Co-founder of SLO Motion Films Hayley Nenadal received a $1,000 grant. Her business, which hosts high-quality film screenings and talks with filmmakers, downsized during the pandemic and limited their socially distant events to 100 people or less. Before the pandemic, their events would fill the capacity at the Fremont Theatre.
Nenadal said the grant relief will provide her business support by allowing them to host screenings in a centralized downtown location.
“It will help us put on better, more creative events for the community in 2021,” Nenadal said.

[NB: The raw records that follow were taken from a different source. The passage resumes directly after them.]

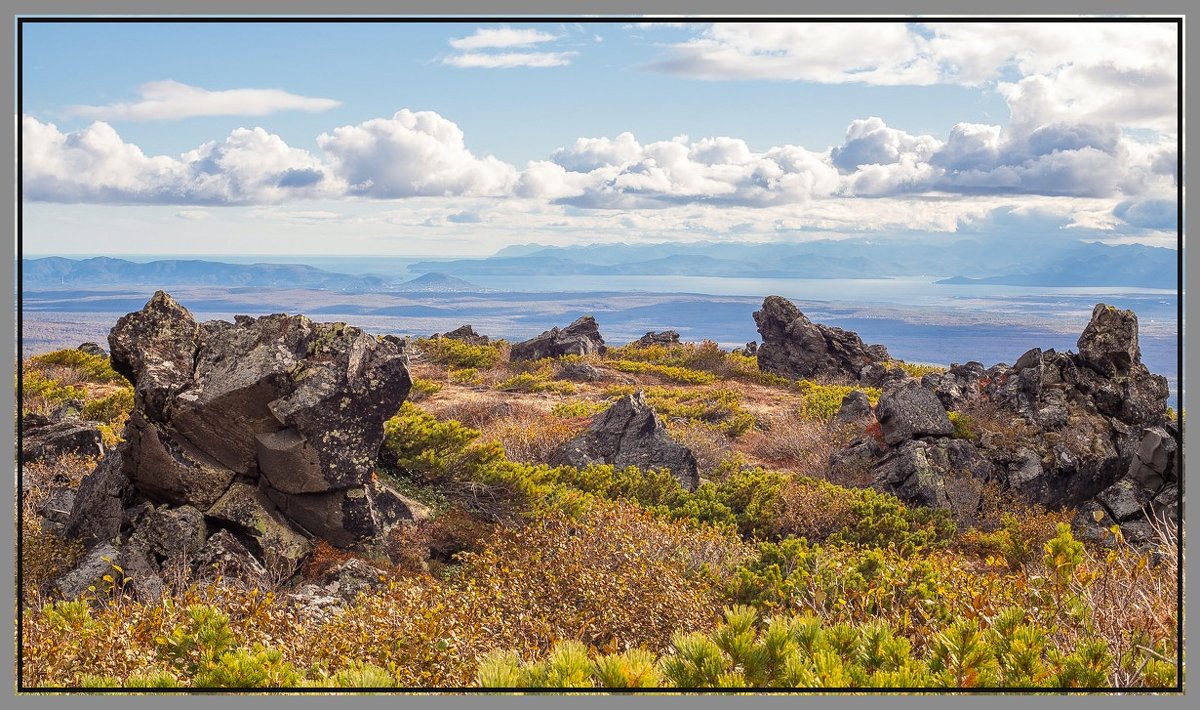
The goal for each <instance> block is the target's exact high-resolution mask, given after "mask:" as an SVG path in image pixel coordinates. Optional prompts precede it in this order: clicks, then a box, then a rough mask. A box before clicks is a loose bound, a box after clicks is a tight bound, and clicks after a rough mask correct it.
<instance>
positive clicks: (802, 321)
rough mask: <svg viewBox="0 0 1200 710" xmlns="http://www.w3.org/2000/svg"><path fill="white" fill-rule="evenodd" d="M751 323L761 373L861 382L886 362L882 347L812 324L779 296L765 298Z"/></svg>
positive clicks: (823, 327)
mask: <svg viewBox="0 0 1200 710" xmlns="http://www.w3.org/2000/svg"><path fill="white" fill-rule="evenodd" d="M754 319H755V323H756V324H757V326H758V333H760V335H761V336H762V345H760V347H758V350H757V356H758V369H761V371H763V372H769V373H774V374H780V375H784V377H790V378H816V377H821V378H851V379H853V380H862V377H863V371H864V368H866V367H869V366H872V365H881V363H882V362H883V361H886V360H888V354H887V349H884V348H883V347H882V345H870V347H868V345H865V344H863V341H862V338H859V337H858V336H857V335H856V333H853V332H850V331H846V330H842V329H840V327H832V326H827V325H821V324H817V323H812V321H811V320H809V319H808V318H806V317H805V315H804V313H800V309H799V308H797V307H796V305H794V303H792V302H791V301H788V300H787V299H784V297H781V296H767V299H766V300H764V301H763V302H762V309H760V311H755V313H754ZM871 372H874V371H871Z"/></svg>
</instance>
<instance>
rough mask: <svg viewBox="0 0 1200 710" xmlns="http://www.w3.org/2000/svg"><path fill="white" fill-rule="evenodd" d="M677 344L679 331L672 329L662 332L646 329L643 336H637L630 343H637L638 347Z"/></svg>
mask: <svg viewBox="0 0 1200 710" xmlns="http://www.w3.org/2000/svg"><path fill="white" fill-rule="evenodd" d="M678 344H679V333H678V332H677V331H673V330H665V331H662V332H654V331H653V330H652V331H648V332H647V333H646V335H644V336H642V337H640V338H637V339H636V341H634V342H632V343H630V345H637V347H638V348H649V347H652V345H662V347H667V348H668V347H671V345H678Z"/></svg>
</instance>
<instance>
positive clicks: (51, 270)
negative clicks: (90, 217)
mask: <svg viewBox="0 0 1200 710" xmlns="http://www.w3.org/2000/svg"><path fill="white" fill-rule="evenodd" d="M132 285H152V287H155V288H175V287H203V285H212V287H228V288H236V287H254V288H306V289H325V290H336V291H486V290H488V289H485V288H482V287H479V285H475V284H473V283H470V282H468V281H463V279H462V278H458V277H455V276H449V275H446V273H439V272H428V273H424V275H422V276H419V277H416V278H414V279H412V281H403V279H397V278H388V277H382V276H374V275H348V273H335V272H332V271H325V270H323V269H317V267H314V266H306V265H304V264H226V263H222V261H206V260H200V259H163V260H158V261H145V263H140V261H127V260H125V259H114V258H112V257H96V258H91V259H67V258H64V257H47V258H42V259H22V289H24V290H38V289H42V290H46V289H56V288H64V287H68V288H100V287H116V288H124V287H132Z"/></svg>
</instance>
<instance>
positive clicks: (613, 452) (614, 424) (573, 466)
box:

The Queen’s Court, a beauty studio offering nail services and spray tanning, also received a small business relief grant. Owner Ashley Kantner said surviving the pandemic has been a struggle in an industry severely affected by closures. The $1,000 grant will allow her to catch up on rent expenses, insurance payments and utility fees. Kantner said her business was denied grant funding twice before finally being chosen for relief.
“I’m grateful for the opportunity,” Kantner said. “The Chamber of Commerce does great things for this community.”
The grants from the SLO City Small Business Relief Fund were allocated from the recently passed Local Revenue Measure (G-20).
According to a press release, additional rounds of funding have not been scheduled, but the Chamber of Commerce continues to seek donations for small business relief.